Uma lei inconstitucional

Olá, para todos vocês!! Por diversas vezes já foi dito nesse espaço que o leitor não brilhe os olhos comparando o ordenamento jurídico americano e inglês ao nosso brasileiro. Lá funciona diferentemente daqui. Simples assim! Até mesmo o controle de constitucionalidade não é igual. Para o pessoal acadêmico o papo de hoje será um deleite, para o público geral mais um momento de aumentar o conhecimento sobre essa área tão nobre, essa ciência cativante, esse mundo que fascina dia sim e dia também… o Direito! Pega lá na geladeira uma garrafa com água beeeem gelada, sente aí na poltrona, desligue a TV e siga na leitura.

O caso de hoje versa sobre a Tese de Repercussão Geral (RE nº 833.291) em que o STF disse que “São inconstitucionais leis municipais que obriguem shopping centers a implantar ambulatório médico ou serviço de pronto-socorro equipado para o atendimento de emergência.”. Olha que tema mais legal para um debate neste dia!! Tudo começou lá nos idos dos anos 90 quando municípios começaram a legislar (indevidamente, diga-se) sobre essa questão. Especificamente em São Paulo, com sua Lei nº 10.947/1991 com a seguinte ementa “Impõe a exigência de instalação de ambulatório médico ou serviço de pronto-socorro nas edificações destinadas a abrigar “shopping-centers”, e dá outras providências.”, além de sua regulamentação dada pelo Decreto nº 29.728/1991 com alteração posterior nesse mesmo diploma legal com a Lei nº 11.649/1994. O ponto crucial aqui é tentar entender como que leis como essas passaram pelo crivo de comissões e do plenário da Assembleia Legislativa do Estado de São Paulo (ALESP) bem como a própria Prefeitura local não vetou essa insanidade à época. Quem possuir teses que possam responder a essa tresloucada jabuticaba, pode mandar para este advogado que será uma alegria ler todas elas.

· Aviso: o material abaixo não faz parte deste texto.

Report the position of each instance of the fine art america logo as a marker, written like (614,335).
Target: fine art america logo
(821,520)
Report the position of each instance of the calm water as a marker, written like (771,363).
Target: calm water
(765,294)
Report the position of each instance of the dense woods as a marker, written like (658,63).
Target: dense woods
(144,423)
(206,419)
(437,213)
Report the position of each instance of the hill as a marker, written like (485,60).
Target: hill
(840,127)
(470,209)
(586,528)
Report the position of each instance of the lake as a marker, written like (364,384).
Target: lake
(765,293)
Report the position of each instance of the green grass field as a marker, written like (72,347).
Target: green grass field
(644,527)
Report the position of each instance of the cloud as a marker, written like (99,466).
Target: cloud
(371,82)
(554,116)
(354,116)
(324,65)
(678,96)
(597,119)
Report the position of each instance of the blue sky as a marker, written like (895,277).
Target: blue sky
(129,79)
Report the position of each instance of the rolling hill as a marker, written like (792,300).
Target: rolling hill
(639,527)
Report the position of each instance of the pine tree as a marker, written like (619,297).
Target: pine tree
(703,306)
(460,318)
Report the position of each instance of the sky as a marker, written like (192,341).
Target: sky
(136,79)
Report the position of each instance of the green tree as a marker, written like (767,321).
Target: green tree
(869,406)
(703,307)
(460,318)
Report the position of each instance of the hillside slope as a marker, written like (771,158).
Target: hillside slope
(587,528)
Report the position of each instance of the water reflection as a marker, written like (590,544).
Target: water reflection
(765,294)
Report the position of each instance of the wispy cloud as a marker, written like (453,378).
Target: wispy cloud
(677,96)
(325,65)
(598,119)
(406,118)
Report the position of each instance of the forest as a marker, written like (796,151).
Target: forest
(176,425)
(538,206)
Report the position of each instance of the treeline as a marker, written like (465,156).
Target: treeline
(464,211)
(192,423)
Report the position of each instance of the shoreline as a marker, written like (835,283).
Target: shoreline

Aí veio a Associação Brasileira de Shopping Centers (Abrasce) que, obviamente, quando se deparou com essa obrigação, colocou na ponta do lápis os custos envolvidos em cumprir essa decisão do município paulistano. Como a vida não é um chocolate gelado que se toma em casa de manhã antes de ir para a escola/trabalho, o Tribunal de Justiça de São Paulo (TJSP) se manifestou argumentando que o Estado apenas estava a cumprir um de seus papeis, isto é, o de poder de polícia. Maluquice, não é mesmo?! O argumento ainda veio recheado de “(…) preservar a integridade física e a saúde dos frequentadores e usuários dos shoppings.”. Ato contínuo, a Abrasce não se conformou e levou o caso adiante e como o controle de constitucionalidade passa pelo STF (existe o controle concentrado e o difuso, falaremos sobre cada um deles em dias futuros) a Corte se manifestou. O relator do caso foi o Min. Dias Tóffoli “As imposições contidas nas leis impugnadas afrontam, desproporcionalmente, a liberdade econômica, consistindo em inadequada e impertinente intervenção estatal!”. Com esse voto – que foi acompanhado por outros ministros – a tese dita anteriormente ganhou vida.

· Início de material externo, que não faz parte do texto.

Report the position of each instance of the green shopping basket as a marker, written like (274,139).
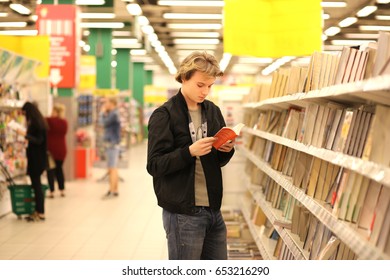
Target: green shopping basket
(22,198)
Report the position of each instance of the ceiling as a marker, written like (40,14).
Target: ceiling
(170,37)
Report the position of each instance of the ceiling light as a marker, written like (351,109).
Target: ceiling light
(142,20)
(195,34)
(134,9)
(255,60)
(13,24)
(192,3)
(194,26)
(382,17)
(90,2)
(349,42)
(119,33)
(331,31)
(332,4)
(147,29)
(347,21)
(196,41)
(374,28)
(19,8)
(102,24)
(138,52)
(97,15)
(361,36)
(199,47)
(19,32)
(368,10)
(191,16)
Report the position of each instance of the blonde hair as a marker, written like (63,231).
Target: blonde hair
(59,109)
(198,61)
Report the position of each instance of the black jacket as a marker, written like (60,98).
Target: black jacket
(169,159)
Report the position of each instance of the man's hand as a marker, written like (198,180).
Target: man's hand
(202,146)
(227,147)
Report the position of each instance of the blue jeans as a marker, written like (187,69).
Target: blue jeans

Mas Dr. Rodrigo, teve voto divergente? Teve sim, meu atento leitor. Considere que quatro ministros entenderam pela constitucionalidade das leis. Quem votou pela inconstitucionalidade argumentou que as matérias eram de Direito do Trabalho e Direito Comercial e, portanto, privativas da União legislar além de ferir o Princípio da Livre Iniciativa (art. 170, da Constituição). Para os que votaram favoráveis pela constitucionalidade tratava-se de Direito do Consumidor onde municípios podem legislar. Vamos concordar, esse mundo jurídico é apaixonante demais!! O min. Edson Fachin – que votou pela constitucionalidade – disse em seu voto que “A proteção ao consumidor, em sentido mais amplo, está em sintonia com a proteção à livre iniciativa e à ordem econômica, resguardando o direito fundamental da propriedade e de sua função social, no modelo de Estado social e democrático de Direito!”.

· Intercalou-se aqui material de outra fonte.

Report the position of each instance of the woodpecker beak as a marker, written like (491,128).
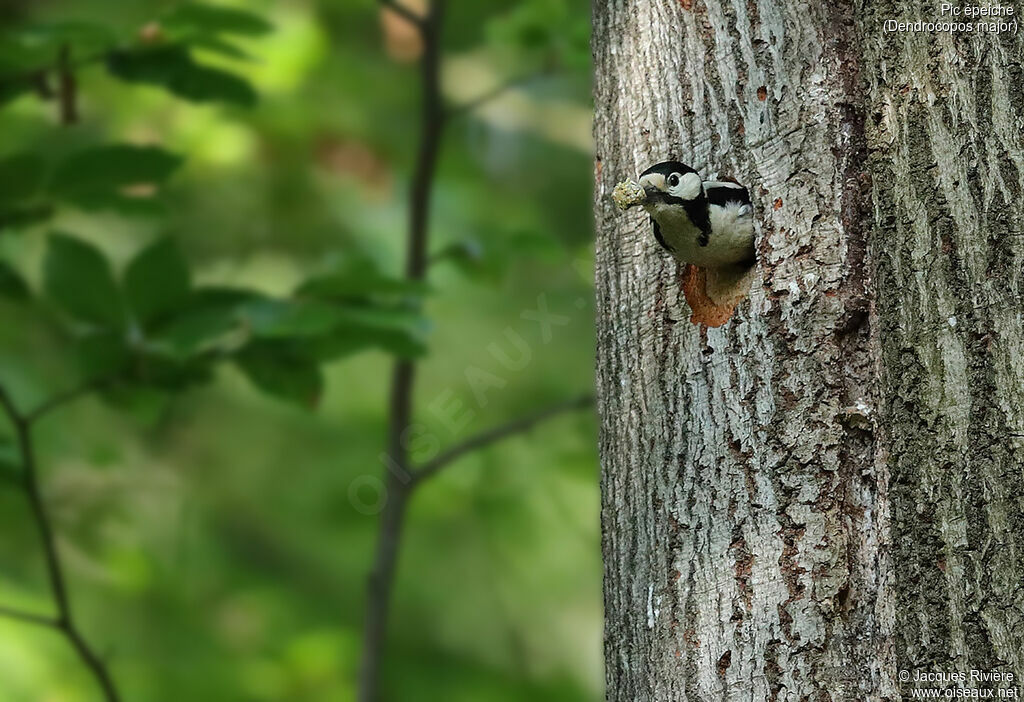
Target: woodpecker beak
(653,188)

Portanto, o convite é de que o leitor averigue como estão as leis propostas nas assembleias legislativas municipais e na Câmara Legislativa do DF. Você sabia que, de acordo com o Anuário da Justiça do Brasil em 2022, o ranking de traquinas legislando indevidamente possui como Top 5 a União em primeiro lugar seguida do Rio de Janeiro; Paraíba; São Paulo e Rondônia? Houve um aumento da ordem de 75% considerando 2021/2022. E a conta para essa má prestação de serviço todos nós pagamos, certo?! Por fim, lembre-se de estar atento sempre e que em 2024 o (e)leitor faça valer muito bem sua escolha de parlamentares e prefeitos em suas cidades. Atenção sempre!